Chérifa is bored. I’ve noticed that she’s become less voluble, less frivolous; she is brooding, preoccupied, serious. I scarcely recognise her. She is like a caged bird that has forgotten how to sing, to splash in its bath, to hop and skip for joy — a joy it can scarcely remember, one too distant and too fleeting to gladden the heart. Chérifa is like a living doll, in her glassy eyes there is a faraway look; are they staring at the bars or past them to a distant something that glimmers in the sky, rustles in the wind, sings in the trees? I’m reminded of the story of the man who was born blind and who, one day, for a fraction of a second, recovers his sight — a miracle — and in that second he sees a sleek, handsome rat scurry along the wall. And ever after, when something is being described to him, he asks, awestruck and anxious: ‘Does it look like the rat?’

The honeymoon period is over: our chats, our games, our rambles through the winding passageways of the house in search of some forgotten ghost no longer leave Chérifa spellbound, open-mouthed, eyes shining.

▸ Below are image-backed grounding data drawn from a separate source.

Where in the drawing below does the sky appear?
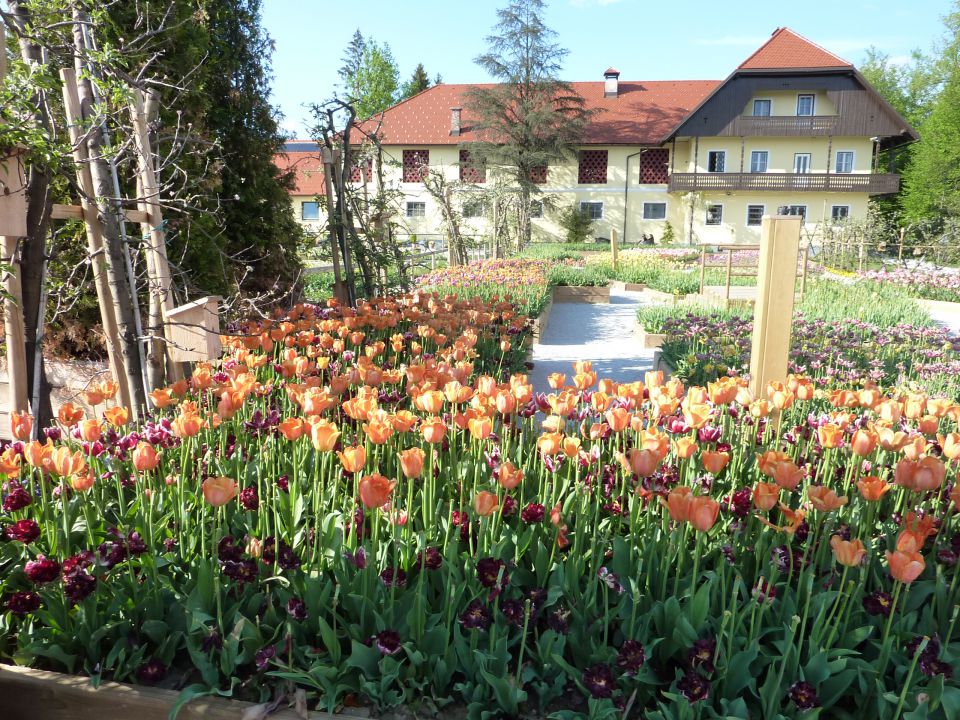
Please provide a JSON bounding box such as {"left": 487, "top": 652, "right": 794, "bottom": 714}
{"left": 261, "top": 0, "right": 952, "bottom": 137}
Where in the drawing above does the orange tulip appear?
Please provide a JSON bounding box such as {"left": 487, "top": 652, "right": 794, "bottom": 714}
{"left": 0, "top": 448, "right": 21, "bottom": 477}
{"left": 421, "top": 417, "right": 447, "bottom": 444}
{"left": 495, "top": 391, "right": 517, "bottom": 416}
{"left": 79, "top": 419, "right": 103, "bottom": 443}
{"left": 104, "top": 406, "right": 130, "bottom": 427}
{"left": 605, "top": 407, "right": 631, "bottom": 432}
{"left": 665, "top": 486, "right": 693, "bottom": 523}
{"left": 547, "top": 373, "right": 566, "bottom": 389}
{"left": 674, "top": 436, "right": 697, "bottom": 459}
{"left": 682, "top": 402, "right": 711, "bottom": 429}
{"left": 132, "top": 442, "right": 161, "bottom": 472}
{"left": 474, "top": 490, "right": 499, "bottom": 517}
{"left": 894, "top": 456, "right": 946, "bottom": 492}
{"left": 757, "top": 450, "right": 791, "bottom": 477}
{"left": 337, "top": 445, "right": 367, "bottom": 474}
{"left": 772, "top": 460, "right": 804, "bottom": 491}
{"left": 901, "top": 435, "right": 929, "bottom": 461}
{"left": 24, "top": 440, "right": 53, "bottom": 470}
{"left": 886, "top": 549, "right": 925, "bottom": 584}
{"left": 148, "top": 388, "right": 175, "bottom": 409}
{"left": 645, "top": 370, "right": 664, "bottom": 387}
{"left": 57, "top": 403, "right": 84, "bottom": 427}
{"left": 497, "top": 461, "right": 524, "bottom": 490}
{"left": 537, "top": 432, "right": 563, "bottom": 456}
{"left": 951, "top": 483, "right": 960, "bottom": 510}
{"left": 807, "top": 485, "right": 848, "bottom": 512}
{"left": 363, "top": 419, "right": 395, "bottom": 445}
{"left": 278, "top": 417, "right": 307, "bottom": 441}
{"left": 830, "top": 536, "right": 866, "bottom": 567}
{"left": 398, "top": 447, "right": 425, "bottom": 479}
{"left": 390, "top": 411, "right": 418, "bottom": 433}
{"left": 171, "top": 413, "right": 203, "bottom": 438}
{"left": 939, "top": 433, "right": 960, "bottom": 461}
{"left": 917, "top": 415, "right": 939, "bottom": 436}
{"left": 818, "top": 423, "right": 843, "bottom": 449}
{"left": 561, "top": 436, "right": 581, "bottom": 458}
{"left": 310, "top": 419, "right": 341, "bottom": 452}
{"left": 701, "top": 450, "right": 729, "bottom": 475}
{"left": 11, "top": 411, "right": 33, "bottom": 441}
{"left": 689, "top": 495, "right": 720, "bottom": 532}
{"left": 71, "top": 471, "right": 95, "bottom": 493}
{"left": 202, "top": 476, "right": 238, "bottom": 506}
{"left": 850, "top": 428, "right": 877, "bottom": 457}
{"left": 857, "top": 476, "right": 892, "bottom": 502}
{"left": 415, "top": 390, "right": 445, "bottom": 414}
{"left": 623, "top": 448, "right": 662, "bottom": 477}
{"left": 753, "top": 482, "right": 780, "bottom": 511}
{"left": 877, "top": 427, "right": 908, "bottom": 452}
{"left": 49, "top": 446, "right": 87, "bottom": 478}
{"left": 359, "top": 473, "right": 397, "bottom": 509}
{"left": 468, "top": 416, "right": 493, "bottom": 440}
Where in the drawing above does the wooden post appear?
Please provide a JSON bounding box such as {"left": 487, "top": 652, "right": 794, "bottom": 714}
{"left": 130, "top": 89, "right": 182, "bottom": 384}
{"left": 61, "top": 67, "right": 131, "bottom": 409}
{"left": 0, "top": 23, "right": 30, "bottom": 415}
{"left": 725, "top": 247, "right": 733, "bottom": 306}
{"left": 800, "top": 245, "right": 809, "bottom": 298}
{"left": 320, "top": 147, "right": 348, "bottom": 304}
{"left": 749, "top": 215, "right": 802, "bottom": 397}
{"left": 699, "top": 247, "right": 706, "bottom": 295}
{"left": 898, "top": 227, "right": 905, "bottom": 262}
{"left": 611, "top": 228, "right": 619, "bottom": 271}
{"left": 858, "top": 238, "right": 864, "bottom": 272}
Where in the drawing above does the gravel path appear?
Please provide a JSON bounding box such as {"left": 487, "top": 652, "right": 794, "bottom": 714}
{"left": 528, "top": 288, "right": 658, "bottom": 395}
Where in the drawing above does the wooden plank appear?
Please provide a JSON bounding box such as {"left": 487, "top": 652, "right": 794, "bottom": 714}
{"left": 749, "top": 215, "right": 802, "bottom": 397}
{"left": 0, "top": 664, "right": 343, "bottom": 720}
{"left": 52, "top": 203, "right": 150, "bottom": 224}
{"left": 61, "top": 67, "right": 131, "bottom": 410}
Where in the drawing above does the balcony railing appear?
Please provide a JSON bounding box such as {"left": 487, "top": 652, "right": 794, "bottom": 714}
{"left": 667, "top": 172, "right": 901, "bottom": 194}
{"left": 726, "top": 115, "right": 840, "bottom": 136}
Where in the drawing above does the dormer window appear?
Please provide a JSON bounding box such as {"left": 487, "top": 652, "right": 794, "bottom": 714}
{"left": 797, "top": 94, "right": 815, "bottom": 116}
{"left": 752, "top": 99, "right": 771, "bottom": 116}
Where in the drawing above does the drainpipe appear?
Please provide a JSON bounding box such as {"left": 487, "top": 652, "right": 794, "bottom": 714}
{"left": 622, "top": 149, "right": 649, "bottom": 246}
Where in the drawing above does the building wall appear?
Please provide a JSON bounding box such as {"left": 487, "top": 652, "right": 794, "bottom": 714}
{"left": 675, "top": 136, "right": 874, "bottom": 174}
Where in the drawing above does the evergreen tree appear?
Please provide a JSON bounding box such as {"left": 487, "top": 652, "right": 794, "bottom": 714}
{"left": 464, "top": 0, "right": 592, "bottom": 247}
{"left": 400, "top": 63, "right": 431, "bottom": 99}
{"left": 353, "top": 41, "right": 400, "bottom": 118}
{"left": 339, "top": 28, "right": 366, "bottom": 101}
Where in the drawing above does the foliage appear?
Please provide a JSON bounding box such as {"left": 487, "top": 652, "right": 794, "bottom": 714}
{"left": 547, "top": 264, "right": 609, "bottom": 287}
{"left": 463, "top": 0, "right": 593, "bottom": 247}
{"left": 353, "top": 41, "right": 401, "bottom": 119}
{"left": 661, "top": 221, "right": 677, "bottom": 245}
{"left": 556, "top": 203, "right": 594, "bottom": 244}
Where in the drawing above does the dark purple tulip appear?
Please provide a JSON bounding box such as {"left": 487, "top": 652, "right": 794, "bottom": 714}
{"left": 374, "top": 630, "right": 401, "bottom": 655}
{"left": 24, "top": 554, "right": 61, "bottom": 584}
{"left": 136, "top": 659, "right": 167, "bottom": 685}
{"left": 582, "top": 663, "right": 615, "bottom": 699}
{"left": 787, "top": 681, "right": 820, "bottom": 710}
{"left": 240, "top": 486, "right": 259, "bottom": 511}
{"left": 4, "top": 519, "right": 40, "bottom": 543}
{"left": 459, "top": 599, "right": 492, "bottom": 630}
{"left": 7, "top": 590, "right": 41, "bottom": 616}
{"left": 521, "top": 503, "right": 545, "bottom": 523}
{"left": 677, "top": 671, "right": 710, "bottom": 702}
{"left": 616, "top": 640, "right": 646, "bottom": 673}
{"left": 287, "top": 597, "right": 307, "bottom": 621}
{"left": 2, "top": 482, "right": 32, "bottom": 512}
{"left": 62, "top": 567, "right": 97, "bottom": 603}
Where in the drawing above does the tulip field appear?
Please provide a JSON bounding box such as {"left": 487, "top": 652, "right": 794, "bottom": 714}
{"left": 2, "top": 284, "right": 960, "bottom": 719}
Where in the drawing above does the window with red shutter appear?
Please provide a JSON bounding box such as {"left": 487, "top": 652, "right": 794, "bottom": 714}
{"left": 402, "top": 149, "right": 429, "bottom": 182}
{"left": 459, "top": 150, "right": 486, "bottom": 183}
{"left": 578, "top": 150, "right": 607, "bottom": 184}
{"left": 638, "top": 149, "right": 669, "bottom": 184}
{"left": 349, "top": 158, "right": 373, "bottom": 183}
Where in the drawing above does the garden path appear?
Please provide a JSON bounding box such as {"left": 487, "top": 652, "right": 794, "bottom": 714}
{"left": 528, "top": 287, "right": 657, "bottom": 394}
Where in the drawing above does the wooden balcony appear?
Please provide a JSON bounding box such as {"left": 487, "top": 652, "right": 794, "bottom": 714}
{"left": 723, "top": 115, "right": 840, "bottom": 136}
{"left": 667, "top": 172, "right": 901, "bottom": 194}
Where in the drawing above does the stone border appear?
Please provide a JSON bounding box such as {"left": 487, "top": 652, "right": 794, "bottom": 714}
{"left": 532, "top": 298, "right": 553, "bottom": 341}
{"left": 633, "top": 321, "right": 666, "bottom": 349}
{"left": 609, "top": 281, "right": 646, "bottom": 292}
{"left": 552, "top": 285, "right": 610, "bottom": 304}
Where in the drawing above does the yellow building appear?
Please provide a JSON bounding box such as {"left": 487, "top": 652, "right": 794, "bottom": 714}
{"left": 279, "top": 28, "right": 916, "bottom": 246}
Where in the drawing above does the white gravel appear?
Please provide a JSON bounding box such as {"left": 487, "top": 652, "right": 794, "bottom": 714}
{"left": 528, "top": 288, "right": 658, "bottom": 395}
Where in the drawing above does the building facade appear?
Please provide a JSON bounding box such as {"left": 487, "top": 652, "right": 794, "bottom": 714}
{"left": 276, "top": 28, "right": 916, "bottom": 246}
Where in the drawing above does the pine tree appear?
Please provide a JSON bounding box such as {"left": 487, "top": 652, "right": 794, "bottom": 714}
{"left": 400, "top": 63, "right": 431, "bottom": 99}
{"left": 339, "top": 29, "right": 366, "bottom": 101}
{"left": 464, "top": 0, "right": 592, "bottom": 248}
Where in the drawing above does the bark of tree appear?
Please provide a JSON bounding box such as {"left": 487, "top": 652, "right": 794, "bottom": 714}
{"left": 7, "top": 1, "right": 54, "bottom": 427}
{"left": 72, "top": 7, "right": 146, "bottom": 415}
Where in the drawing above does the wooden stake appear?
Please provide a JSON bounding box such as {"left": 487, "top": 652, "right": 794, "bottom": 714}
{"left": 130, "top": 88, "right": 182, "bottom": 384}
{"left": 749, "top": 215, "right": 802, "bottom": 397}
{"left": 60, "top": 67, "right": 131, "bottom": 409}
{"left": 610, "top": 228, "right": 619, "bottom": 271}
{"left": 0, "top": 23, "right": 30, "bottom": 415}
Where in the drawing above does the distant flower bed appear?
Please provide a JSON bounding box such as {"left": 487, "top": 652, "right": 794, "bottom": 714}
{"left": 860, "top": 267, "right": 960, "bottom": 302}
{"left": 417, "top": 259, "right": 551, "bottom": 316}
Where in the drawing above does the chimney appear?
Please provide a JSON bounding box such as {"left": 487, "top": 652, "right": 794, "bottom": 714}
{"left": 450, "top": 107, "right": 462, "bottom": 136}
{"left": 604, "top": 68, "right": 620, "bottom": 98}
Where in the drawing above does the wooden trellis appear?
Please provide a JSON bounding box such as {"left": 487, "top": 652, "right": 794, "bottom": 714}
{"left": 0, "top": 27, "right": 212, "bottom": 427}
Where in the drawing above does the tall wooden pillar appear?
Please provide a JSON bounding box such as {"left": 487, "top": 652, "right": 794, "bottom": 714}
{"left": 749, "top": 215, "right": 802, "bottom": 397}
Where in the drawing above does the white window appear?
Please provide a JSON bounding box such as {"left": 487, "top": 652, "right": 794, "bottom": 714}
{"left": 746, "top": 205, "right": 765, "bottom": 226}
{"left": 705, "top": 204, "right": 723, "bottom": 226}
{"left": 642, "top": 202, "right": 667, "bottom": 220}
{"left": 779, "top": 205, "right": 807, "bottom": 220}
{"left": 753, "top": 99, "right": 772, "bottom": 116}
{"left": 530, "top": 200, "right": 543, "bottom": 219}
{"left": 797, "top": 94, "right": 815, "bottom": 116}
{"left": 406, "top": 202, "right": 426, "bottom": 218}
{"left": 793, "top": 153, "right": 812, "bottom": 174}
{"left": 831, "top": 205, "right": 850, "bottom": 222}
{"left": 835, "top": 151, "right": 854, "bottom": 174}
{"left": 750, "top": 151, "right": 769, "bottom": 173}
{"left": 301, "top": 201, "right": 319, "bottom": 221}
{"left": 580, "top": 202, "right": 603, "bottom": 220}
{"left": 707, "top": 150, "right": 726, "bottom": 173}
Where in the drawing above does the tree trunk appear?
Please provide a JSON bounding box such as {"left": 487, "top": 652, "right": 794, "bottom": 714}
{"left": 72, "top": 8, "right": 146, "bottom": 416}
{"left": 519, "top": 185, "right": 531, "bottom": 250}
{"left": 8, "top": 1, "right": 54, "bottom": 428}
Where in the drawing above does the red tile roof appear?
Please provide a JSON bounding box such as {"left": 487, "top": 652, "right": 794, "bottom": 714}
{"left": 739, "top": 27, "right": 852, "bottom": 70}
{"left": 354, "top": 80, "right": 720, "bottom": 146}
{"left": 275, "top": 149, "right": 325, "bottom": 195}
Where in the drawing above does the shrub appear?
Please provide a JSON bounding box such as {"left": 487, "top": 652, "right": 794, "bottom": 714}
{"left": 557, "top": 203, "right": 595, "bottom": 244}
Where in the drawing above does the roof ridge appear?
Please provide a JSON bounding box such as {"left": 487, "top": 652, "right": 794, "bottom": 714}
{"left": 738, "top": 26, "right": 852, "bottom": 70}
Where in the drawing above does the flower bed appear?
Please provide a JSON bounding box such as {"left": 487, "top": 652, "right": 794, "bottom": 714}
{"left": 2, "top": 293, "right": 960, "bottom": 718}
{"left": 416, "top": 258, "right": 551, "bottom": 318}
{"left": 859, "top": 267, "right": 960, "bottom": 303}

I’m almost tempted to tell her the story of M. Seguin’s goat being eaten by the big bad wolf, but that might reawaken the nomad in her and if I opened the door, would she even be able to resist the call of the sea long enough to say goodbye? The thing is, I’ve grown attached to her; the only solitude I can imagine now is in her company. Dear Lord, how much do our lives truly belong to us?

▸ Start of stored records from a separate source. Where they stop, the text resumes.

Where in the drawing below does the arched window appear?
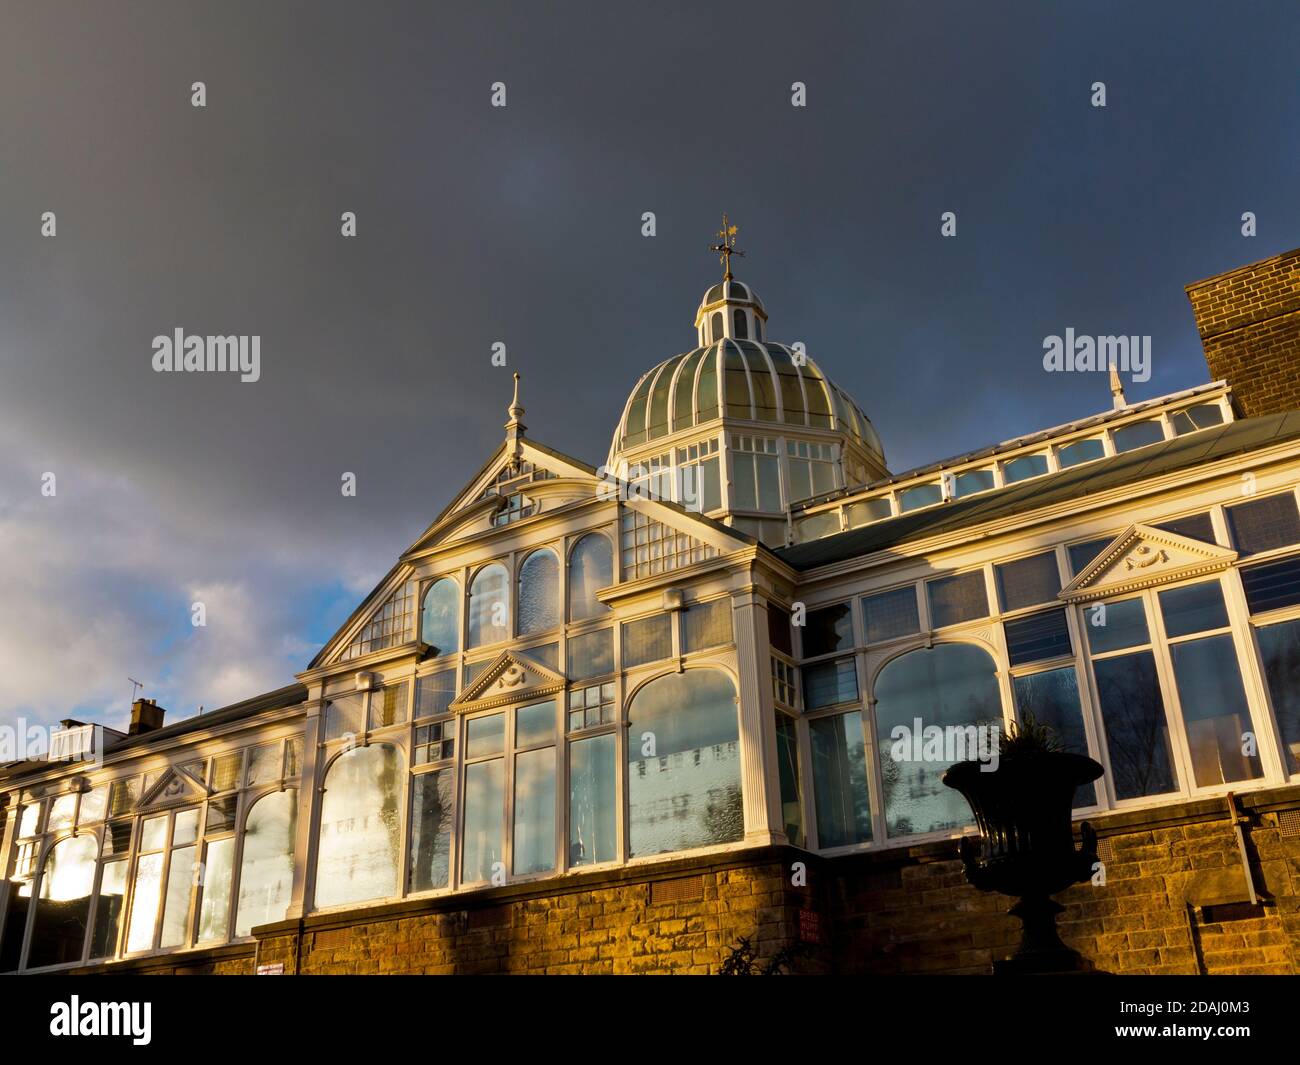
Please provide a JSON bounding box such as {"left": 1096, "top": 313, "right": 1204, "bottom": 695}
{"left": 709, "top": 311, "right": 723, "bottom": 343}
{"left": 873, "top": 643, "right": 1003, "bottom": 839}
{"left": 518, "top": 549, "right": 560, "bottom": 636}
{"left": 420, "top": 578, "right": 460, "bottom": 657}
{"left": 468, "top": 563, "right": 510, "bottom": 648}
{"left": 27, "top": 835, "right": 98, "bottom": 968}
{"left": 569, "top": 534, "right": 612, "bottom": 622}
{"left": 315, "top": 744, "right": 401, "bottom": 909}
{"left": 627, "top": 669, "right": 742, "bottom": 856}
{"left": 236, "top": 790, "right": 298, "bottom": 935}
{"left": 733, "top": 308, "right": 748, "bottom": 339}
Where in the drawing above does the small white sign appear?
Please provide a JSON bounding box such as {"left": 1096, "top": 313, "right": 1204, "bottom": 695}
{"left": 256, "top": 962, "right": 285, "bottom": 976}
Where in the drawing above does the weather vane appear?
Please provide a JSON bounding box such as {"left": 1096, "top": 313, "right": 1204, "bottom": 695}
{"left": 709, "top": 213, "right": 744, "bottom": 280}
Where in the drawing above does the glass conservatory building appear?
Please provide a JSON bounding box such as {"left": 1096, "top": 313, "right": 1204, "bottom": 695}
{"left": 4, "top": 248, "right": 1300, "bottom": 976}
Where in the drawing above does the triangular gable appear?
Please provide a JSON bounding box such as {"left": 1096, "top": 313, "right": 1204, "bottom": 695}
{"left": 138, "top": 765, "right": 210, "bottom": 809}
{"left": 1059, "top": 523, "right": 1238, "bottom": 603}
{"left": 449, "top": 649, "right": 568, "bottom": 715}
{"left": 311, "top": 570, "right": 420, "bottom": 670}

Something has changed in her, I can feel it, I can sense it. What did I do? What has happened to her?

Pregnancy — of course! — and all the upheaval that entails. The swollen body, the leaden legs, the hot flushes, the swirl of hormones, the mood swings, the sudden cravings that affect the very core of one’s being. I’ve seen some odd cases at the Hôpital Parnet, women who chew their fingers, gnawing the bone down to the marrow, others who tear their hair, there are even women who stare at the ceiling like saints, oblivious to the hustle and bustle, to the midwives, to the cheeping of the chicks and the silences of the angels; there are the women who hit out at the nurses, lash out at their husbands, their brothers. There are the stately, old-fashioned princesses who come to us by chance or out of the goodness of their hearts; we crowd around to admire them, cajole and flatter them, but there is nothing to be done about their delusions, they are not of this world; with an imperious wave they brush us away like insignificant germs. They are difficult to deal with, the very fact that they are carrying the family heir means they are constantly in a state. There are the mother hens, feathery as eiderdowns, who amble between the cubicles pecking at each other; life does not bother them, they love the chaos, they love the crowing, they are always in good spirits. No sooner have they laid this baby in a manger than they are back to bustling about the house, clucking all the while. Every woman who comes to us has her own story, none of them banal. Then there are other problems, and God knows Chérifa has her share: youth, inexperience, vain hopes, bad dreams and I don’t know what else, her mood swings, her wilfulness, those things she has inherited. She is volatile, fierce and aggressive one minute, dazed and sullen the next. Love and sex and all the bother and the upset that goes with them, they destroy, they damage, they scar. Chérifa is young, she’s wild, she can’t resist the lure of the sensual. I have long since left behind the agonies of desire but there was a time when I too rolled around on the floor like an addict in withdrawal.